Sorry to hear about your adventure though.
Thank goodness it wouldn't have to be charged, though!
Since I've finally turned my credit around the past two years, I would do what I did when I had to buy a new mattress and new fridge in July. I opened store cards at zero interest and started making montly payments that will get the thing paid in full before the zero interest period ends.
I actually do have $300 in my emergency fund, but that is all I have and I wouldn't want to wipe the whole thing out when I could get a zero interest card. I'd rather save it for car repairs or something that would have to otherwise go on a high interest credit card. Oh, and from the last fire drill I did not use any emergency fund money on a new TV, I'd go without (I'm pretty sure).
Hopefully soon!
This is a very good one. We are not homeowners, so this is not a big problem for us. We have rented the same house for 9 years (yes, I know, *renting* for 9 years, don't get me started on that). At this point, if there is a huge repair/replacement, the landlords take care of it - and we do need a new oil burner, which is going to set them back $4000 (we also need a new roof. But we pay for things like oil burner and water softener maintenance, and when the dishwasher died 3 years ago, we paid for a new one. The reason is that they have only raised the rent once in 9 years, when their property taxes went up, and they could easily get twice in rent what they ask us to pay.
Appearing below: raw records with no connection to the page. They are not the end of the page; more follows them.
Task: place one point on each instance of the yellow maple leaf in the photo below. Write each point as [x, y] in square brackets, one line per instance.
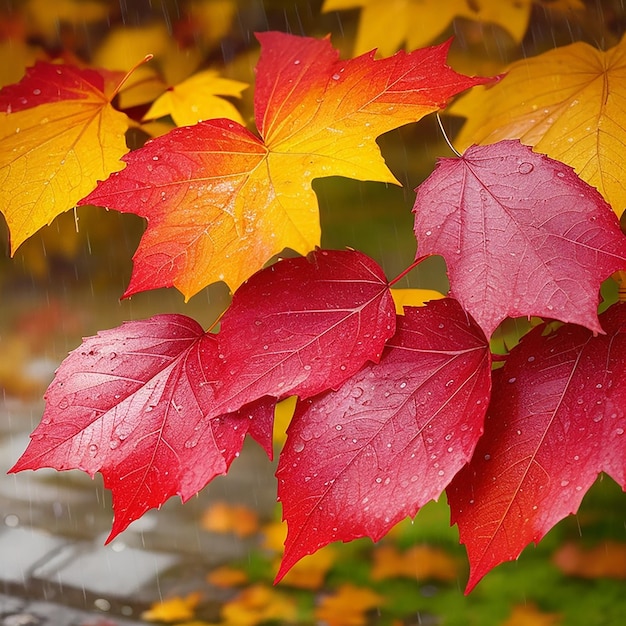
[173, 609]
[196, 99]
[568, 103]
[43, 16]
[221, 517]
[348, 606]
[387, 24]
[530, 615]
[413, 297]
[59, 135]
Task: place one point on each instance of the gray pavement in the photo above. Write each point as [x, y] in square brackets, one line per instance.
[54, 566]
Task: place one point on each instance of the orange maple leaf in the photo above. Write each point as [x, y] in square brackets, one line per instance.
[567, 103]
[59, 135]
[220, 202]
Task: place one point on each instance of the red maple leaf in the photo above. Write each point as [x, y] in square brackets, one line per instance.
[557, 418]
[131, 403]
[303, 326]
[521, 234]
[360, 459]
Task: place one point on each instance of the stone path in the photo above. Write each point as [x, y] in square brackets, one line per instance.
[54, 566]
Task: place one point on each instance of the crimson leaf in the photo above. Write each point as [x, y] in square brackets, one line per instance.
[521, 234]
[557, 418]
[359, 459]
[131, 403]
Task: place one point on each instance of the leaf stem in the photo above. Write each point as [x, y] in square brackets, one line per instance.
[403, 273]
[128, 74]
[445, 135]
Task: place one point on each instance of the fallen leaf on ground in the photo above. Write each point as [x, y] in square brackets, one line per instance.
[567, 103]
[511, 224]
[607, 559]
[175, 609]
[418, 563]
[230, 518]
[348, 606]
[227, 577]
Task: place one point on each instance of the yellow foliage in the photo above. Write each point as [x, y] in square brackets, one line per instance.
[227, 577]
[227, 518]
[282, 417]
[387, 24]
[258, 604]
[567, 103]
[413, 297]
[348, 606]
[419, 563]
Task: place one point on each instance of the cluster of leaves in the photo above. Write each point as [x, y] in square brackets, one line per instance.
[392, 409]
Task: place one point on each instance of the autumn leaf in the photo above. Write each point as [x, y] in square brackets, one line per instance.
[420, 562]
[607, 559]
[391, 438]
[175, 609]
[413, 297]
[521, 235]
[43, 18]
[196, 99]
[226, 577]
[131, 403]
[220, 202]
[348, 606]
[258, 604]
[530, 615]
[59, 135]
[388, 24]
[221, 517]
[555, 421]
[275, 342]
[568, 103]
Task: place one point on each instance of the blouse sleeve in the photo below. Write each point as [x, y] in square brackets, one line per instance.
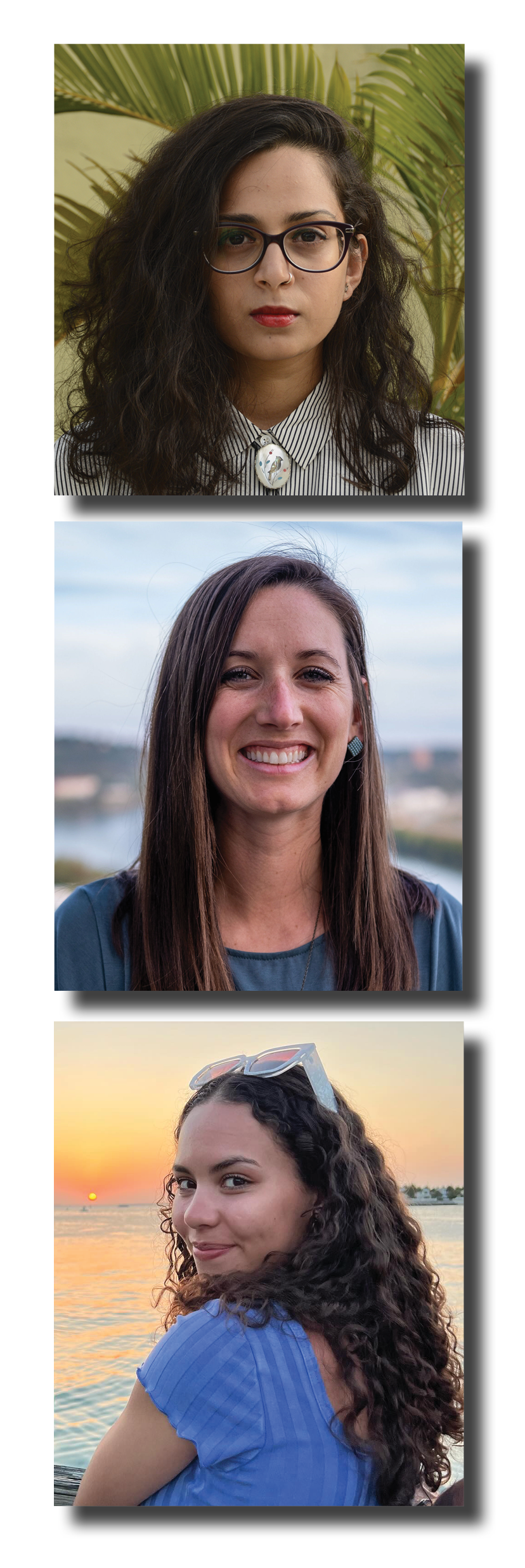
[439, 944]
[203, 1377]
[85, 958]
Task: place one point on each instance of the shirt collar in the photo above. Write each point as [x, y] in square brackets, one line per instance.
[301, 434]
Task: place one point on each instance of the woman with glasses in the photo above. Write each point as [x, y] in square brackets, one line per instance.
[309, 1358]
[242, 328]
[265, 855]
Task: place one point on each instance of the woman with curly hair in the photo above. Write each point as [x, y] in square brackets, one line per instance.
[309, 1357]
[265, 859]
[242, 328]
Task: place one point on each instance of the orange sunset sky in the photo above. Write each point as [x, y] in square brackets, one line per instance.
[120, 1088]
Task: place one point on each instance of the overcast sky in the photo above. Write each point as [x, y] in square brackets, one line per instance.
[121, 584]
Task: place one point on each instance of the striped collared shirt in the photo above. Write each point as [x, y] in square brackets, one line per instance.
[316, 463]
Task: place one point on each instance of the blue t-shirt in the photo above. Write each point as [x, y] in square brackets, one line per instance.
[85, 958]
[254, 1404]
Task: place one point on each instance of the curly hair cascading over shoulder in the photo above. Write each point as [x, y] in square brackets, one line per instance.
[361, 1278]
[155, 383]
[170, 901]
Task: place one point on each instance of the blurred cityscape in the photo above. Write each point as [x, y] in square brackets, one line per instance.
[98, 811]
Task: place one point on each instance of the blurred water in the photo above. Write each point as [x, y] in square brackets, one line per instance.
[107, 1264]
[110, 842]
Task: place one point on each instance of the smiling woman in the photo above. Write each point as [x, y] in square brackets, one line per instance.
[243, 328]
[265, 856]
[309, 1357]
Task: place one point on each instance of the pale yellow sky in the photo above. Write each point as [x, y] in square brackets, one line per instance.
[120, 1088]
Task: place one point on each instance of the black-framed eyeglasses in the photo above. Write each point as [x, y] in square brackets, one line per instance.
[311, 247]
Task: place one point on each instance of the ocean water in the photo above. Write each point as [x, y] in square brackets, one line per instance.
[108, 1261]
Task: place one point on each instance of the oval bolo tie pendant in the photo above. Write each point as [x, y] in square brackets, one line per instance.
[271, 464]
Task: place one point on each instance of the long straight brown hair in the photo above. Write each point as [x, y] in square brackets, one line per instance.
[170, 899]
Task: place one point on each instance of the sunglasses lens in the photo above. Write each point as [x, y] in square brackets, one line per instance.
[275, 1061]
[217, 1070]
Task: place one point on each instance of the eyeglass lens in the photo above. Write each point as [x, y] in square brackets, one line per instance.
[316, 248]
[273, 1059]
[218, 1068]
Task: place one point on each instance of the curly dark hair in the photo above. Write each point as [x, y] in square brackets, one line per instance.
[361, 1278]
[154, 393]
[168, 902]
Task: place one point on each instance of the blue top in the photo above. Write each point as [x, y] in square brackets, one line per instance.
[254, 1404]
[85, 958]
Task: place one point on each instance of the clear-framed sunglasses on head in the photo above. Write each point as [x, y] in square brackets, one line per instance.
[270, 1064]
[313, 248]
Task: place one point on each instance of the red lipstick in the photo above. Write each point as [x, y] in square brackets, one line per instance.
[275, 316]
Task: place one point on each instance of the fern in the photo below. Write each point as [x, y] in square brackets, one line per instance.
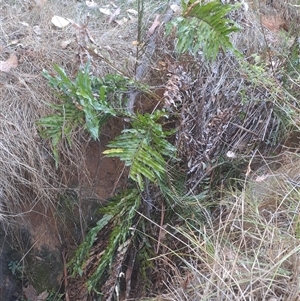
[119, 215]
[205, 26]
[86, 101]
[143, 148]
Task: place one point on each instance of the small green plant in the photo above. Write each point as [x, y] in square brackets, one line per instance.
[88, 101]
[206, 27]
[16, 268]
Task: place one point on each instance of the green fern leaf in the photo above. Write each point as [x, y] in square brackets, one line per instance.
[206, 27]
[142, 148]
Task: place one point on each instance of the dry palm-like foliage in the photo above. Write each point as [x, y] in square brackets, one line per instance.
[226, 108]
[251, 250]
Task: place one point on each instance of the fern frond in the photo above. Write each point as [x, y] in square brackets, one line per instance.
[119, 216]
[205, 26]
[143, 148]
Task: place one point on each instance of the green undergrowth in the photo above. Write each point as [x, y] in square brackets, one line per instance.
[206, 246]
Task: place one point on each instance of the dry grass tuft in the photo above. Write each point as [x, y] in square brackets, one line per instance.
[251, 250]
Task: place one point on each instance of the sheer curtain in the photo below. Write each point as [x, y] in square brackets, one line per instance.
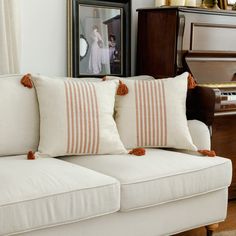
[9, 36]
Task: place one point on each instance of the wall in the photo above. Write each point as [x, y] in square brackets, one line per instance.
[44, 35]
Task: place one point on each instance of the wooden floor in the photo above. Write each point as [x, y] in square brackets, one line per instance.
[227, 225]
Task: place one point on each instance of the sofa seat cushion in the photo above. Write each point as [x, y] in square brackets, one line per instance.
[160, 176]
[45, 192]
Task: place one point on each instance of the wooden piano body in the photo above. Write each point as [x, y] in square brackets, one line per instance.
[175, 39]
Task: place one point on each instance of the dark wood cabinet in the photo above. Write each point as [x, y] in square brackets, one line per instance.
[224, 143]
[172, 40]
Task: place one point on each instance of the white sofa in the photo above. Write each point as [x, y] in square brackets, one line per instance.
[161, 193]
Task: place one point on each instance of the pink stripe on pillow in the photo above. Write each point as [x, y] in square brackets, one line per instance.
[150, 113]
[82, 118]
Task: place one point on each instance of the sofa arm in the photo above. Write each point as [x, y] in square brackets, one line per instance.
[200, 134]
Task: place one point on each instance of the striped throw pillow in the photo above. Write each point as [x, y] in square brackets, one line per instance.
[153, 114]
[76, 117]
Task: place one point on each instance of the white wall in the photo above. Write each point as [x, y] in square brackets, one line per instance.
[44, 35]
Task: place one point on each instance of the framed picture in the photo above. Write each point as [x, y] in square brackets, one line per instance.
[98, 38]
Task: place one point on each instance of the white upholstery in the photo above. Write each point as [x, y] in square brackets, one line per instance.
[161, 220]
[78, 117]
[19, 117]
[160, 176]
[200, 134]
[46, 192]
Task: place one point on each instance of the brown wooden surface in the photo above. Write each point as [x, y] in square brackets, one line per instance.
[156, 52]
[224, 143]
[228, 225]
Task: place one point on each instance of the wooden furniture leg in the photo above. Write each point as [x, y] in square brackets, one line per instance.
[211, 228]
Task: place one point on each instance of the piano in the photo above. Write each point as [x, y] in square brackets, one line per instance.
[172, 40]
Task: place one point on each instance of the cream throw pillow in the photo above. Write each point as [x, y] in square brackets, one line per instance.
[153, 114]
[76, 117]
[19, 118]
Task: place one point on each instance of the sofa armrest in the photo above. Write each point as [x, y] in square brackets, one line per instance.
[200, 134]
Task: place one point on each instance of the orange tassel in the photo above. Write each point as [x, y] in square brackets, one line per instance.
[191, 82]
[122, 89]
[26, 81]
[138, 152]
[209, 153]
[104, 78]
[31, 156]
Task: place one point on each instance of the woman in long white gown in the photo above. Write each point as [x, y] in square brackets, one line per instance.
[95, 58]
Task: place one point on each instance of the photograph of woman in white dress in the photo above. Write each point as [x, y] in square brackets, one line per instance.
[95, 58]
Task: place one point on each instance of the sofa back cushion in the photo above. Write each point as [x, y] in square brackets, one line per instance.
[19, 119]
[76, 117]
[153, 114]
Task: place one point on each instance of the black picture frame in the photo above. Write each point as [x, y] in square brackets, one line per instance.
[99, 34]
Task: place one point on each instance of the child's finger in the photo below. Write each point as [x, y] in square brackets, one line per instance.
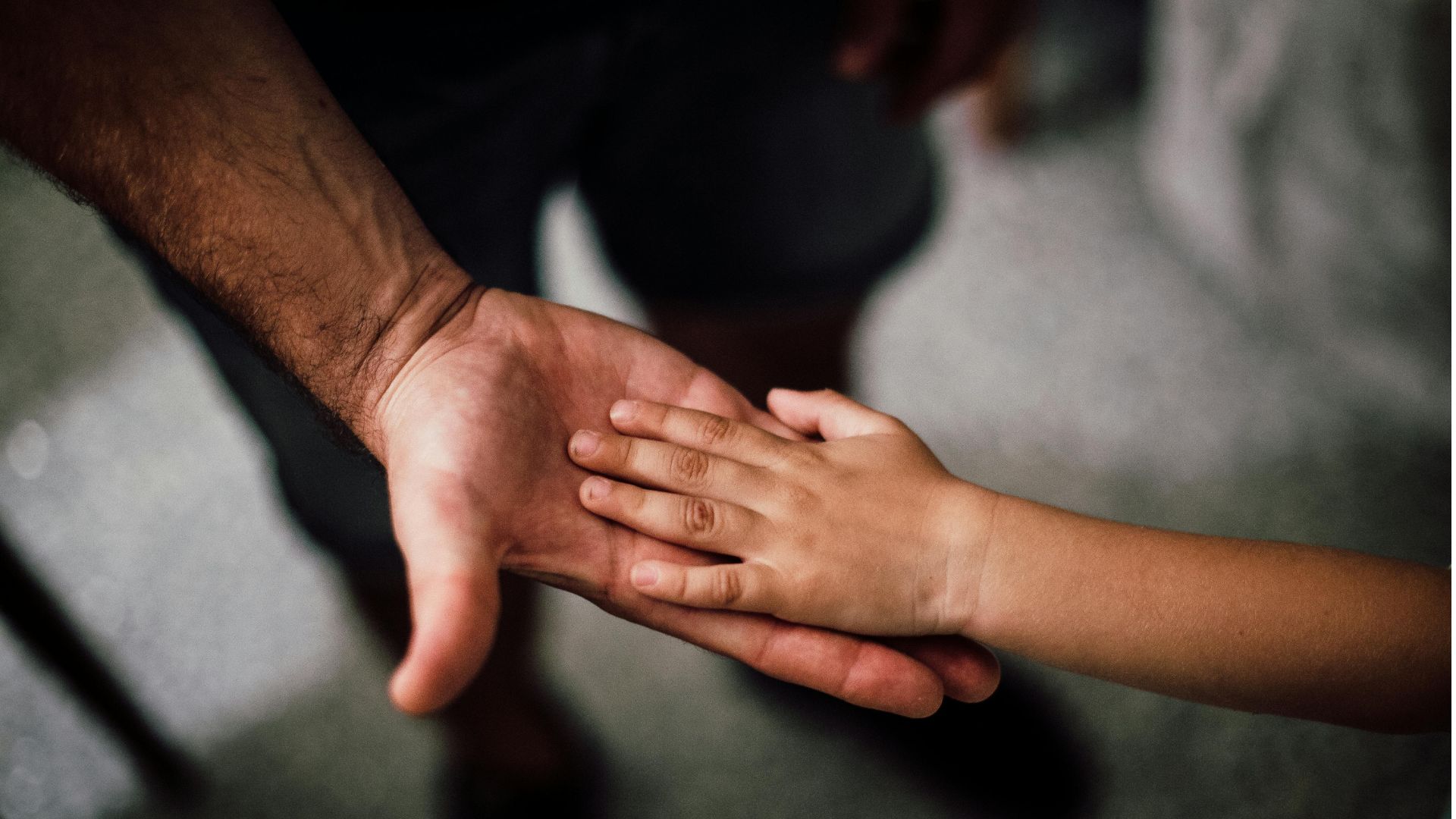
[699, 430]
[829, 414]
[740, 586]
[666, 466]
[695, 522]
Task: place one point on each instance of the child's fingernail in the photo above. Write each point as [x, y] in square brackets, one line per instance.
[584, 444]
[598, 487]
[644, 576]
[623, 410]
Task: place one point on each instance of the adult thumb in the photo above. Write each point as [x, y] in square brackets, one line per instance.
[455, 598]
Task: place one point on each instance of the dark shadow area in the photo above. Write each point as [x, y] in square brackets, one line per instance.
[1014, 755]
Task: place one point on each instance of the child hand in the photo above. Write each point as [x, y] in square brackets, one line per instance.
[864, 532]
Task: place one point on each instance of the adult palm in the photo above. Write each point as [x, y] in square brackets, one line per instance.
[473, 433]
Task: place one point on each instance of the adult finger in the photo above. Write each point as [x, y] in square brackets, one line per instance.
[701, 523]
[968, 670]
[455, 594]
[829, 414]
[855, 670]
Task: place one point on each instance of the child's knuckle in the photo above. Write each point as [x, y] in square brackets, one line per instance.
[701, 518]
[715, 430]
[689, 466]
[727, 588]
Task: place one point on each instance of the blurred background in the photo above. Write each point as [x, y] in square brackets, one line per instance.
[1193, 270]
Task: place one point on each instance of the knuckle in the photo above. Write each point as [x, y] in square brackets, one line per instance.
[689, 466]
[701, 518]
[800, 457]
[727, 588]
[714, 430]
[626, 452]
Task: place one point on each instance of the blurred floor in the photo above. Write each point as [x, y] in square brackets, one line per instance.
[1046, 343]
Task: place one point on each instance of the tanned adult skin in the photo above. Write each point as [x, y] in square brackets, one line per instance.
[204, 130]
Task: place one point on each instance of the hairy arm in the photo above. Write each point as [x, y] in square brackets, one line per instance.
[206, 131]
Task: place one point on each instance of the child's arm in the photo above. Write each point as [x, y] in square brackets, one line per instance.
[867, 532]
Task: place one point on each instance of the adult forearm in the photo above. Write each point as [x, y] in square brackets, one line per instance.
[204, 130]
[1258, 626]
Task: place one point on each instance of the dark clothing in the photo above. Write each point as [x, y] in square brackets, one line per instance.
[721, 161]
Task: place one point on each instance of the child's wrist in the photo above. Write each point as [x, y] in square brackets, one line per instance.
[967, 525]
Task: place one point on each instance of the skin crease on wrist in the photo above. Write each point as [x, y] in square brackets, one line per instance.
[821, 532]
[206, 131]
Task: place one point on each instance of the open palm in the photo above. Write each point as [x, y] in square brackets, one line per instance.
[475, 430]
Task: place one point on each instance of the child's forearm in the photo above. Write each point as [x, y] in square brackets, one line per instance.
[1285, 629]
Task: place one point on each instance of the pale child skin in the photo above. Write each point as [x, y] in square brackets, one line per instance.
[867, 532]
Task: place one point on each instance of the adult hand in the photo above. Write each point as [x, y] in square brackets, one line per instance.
[925, 49]
[473, 435]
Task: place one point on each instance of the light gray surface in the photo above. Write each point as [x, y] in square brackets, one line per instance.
[1046, 343]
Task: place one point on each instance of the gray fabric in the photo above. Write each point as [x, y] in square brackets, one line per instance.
[1293, 145]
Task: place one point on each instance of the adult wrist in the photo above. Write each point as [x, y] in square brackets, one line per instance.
[411, 314]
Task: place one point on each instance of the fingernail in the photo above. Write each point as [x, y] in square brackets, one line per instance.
[625, 410]
[598, 487]
[584, 444]
[644, 576]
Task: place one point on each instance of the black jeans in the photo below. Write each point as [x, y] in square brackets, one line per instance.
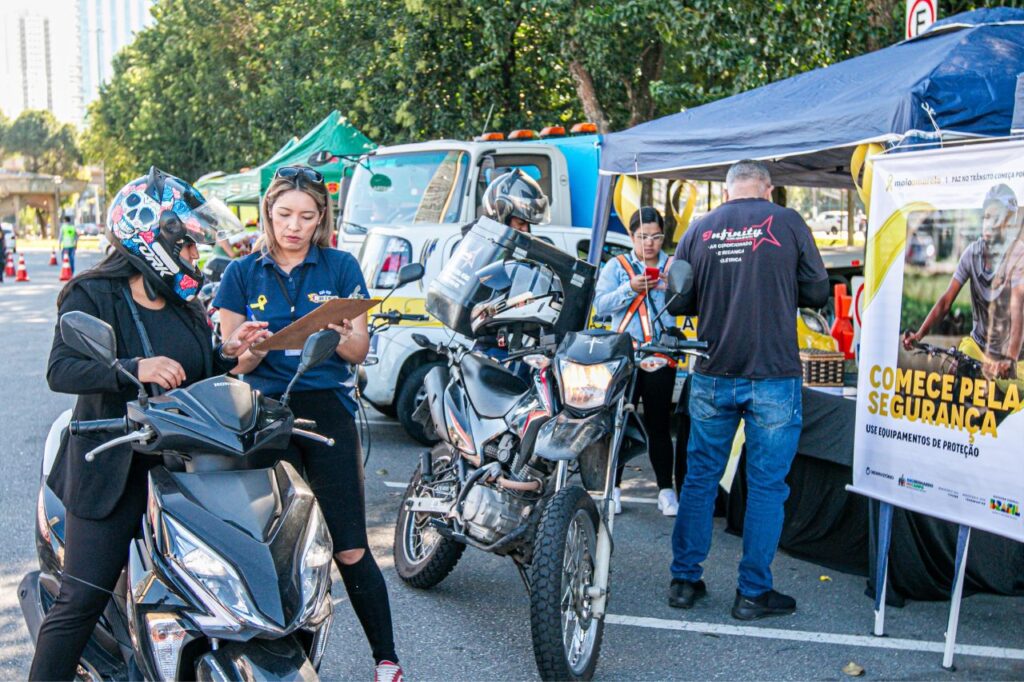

So we do anticpate that 3-4 times a year something is going to break that we have to fix, and that we probably will pay about $1000 a year for those things - but it's like car repairs - if you have an older car, you expect you're going to have to pay for repairs.
Now, I think anyone who's a homeowner shouldn't *become* a homeowner without having at least $5000 sitting in an emergency home-repair fund - because things happen, ya know?
Kelly
Water Heaters have a fairly short life span. I've heard from 5 years to 10 years. I don't know if there are any signs. I think they just go when you don't expect it!
I'm sure I'll still be broke regardless!
As for the water heater tank, we rent an apartment. When our home is finished being built, our water heater tank will be in warranty. Therefore, if it goes out, we'll have it replaced with the no charge.
My father recently had to buy a 50 gallon water heater tank. It cost him approximately $300. And he installed it himself.
MYM
To replace the hot water heater I would try to purchase it on a 0%/0 pay cc if not I would have to pull the money from our savings.
AS for the living ceiling - hopefully home owner's insurance woudl cover that one.